The 99-year-old church in Sydney's Whitney Pier neighbourhood was slated to close this summer, along with several other Catholic churches in the area.
But parishioners found out Sunday that their lobbying efforts had paid off.
In a letter to parishioners, Bishop Brian Dunn, head of the Diocese of Antigonish, recognized the contribution that St. Mary's has made to Polish culture in Cape Breton.
"In light of the responses and information received, especially that the 100th anniversary of the church will be held in 2013, the pastoral planning committee has recommended that St. Mary's Polish Church remain open for the time being," he stated.
The church is a designated historic site. About 50 parishioners attend mass at St. Mary's regularly.
A delegation of 100 people travelled to Antigonish to plead their case after the closures were announced in January. Many wore traditional Polish clothing. They also presented information about St. Mary's financial situation, arguing the church was able to support itself.

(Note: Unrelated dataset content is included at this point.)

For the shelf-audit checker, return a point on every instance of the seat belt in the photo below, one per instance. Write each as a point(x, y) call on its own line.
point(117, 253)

Parishioner Tom Urbaniak told CBC News that six binders were submitted to the diocese, including a multi-year plan for the parish.
The letter from Dunn also states that the diocese cannot sustain the current number of Catholic churches in the Sydney area.
In January, church-goers in the area were told the number of parishes would be slashed from 10 to four. Our Lady of Fatima, St. Theresa's and Holy Redeemer would remain, along with either Sacred Heart, St. Anthony Daniel or St. Joseph's.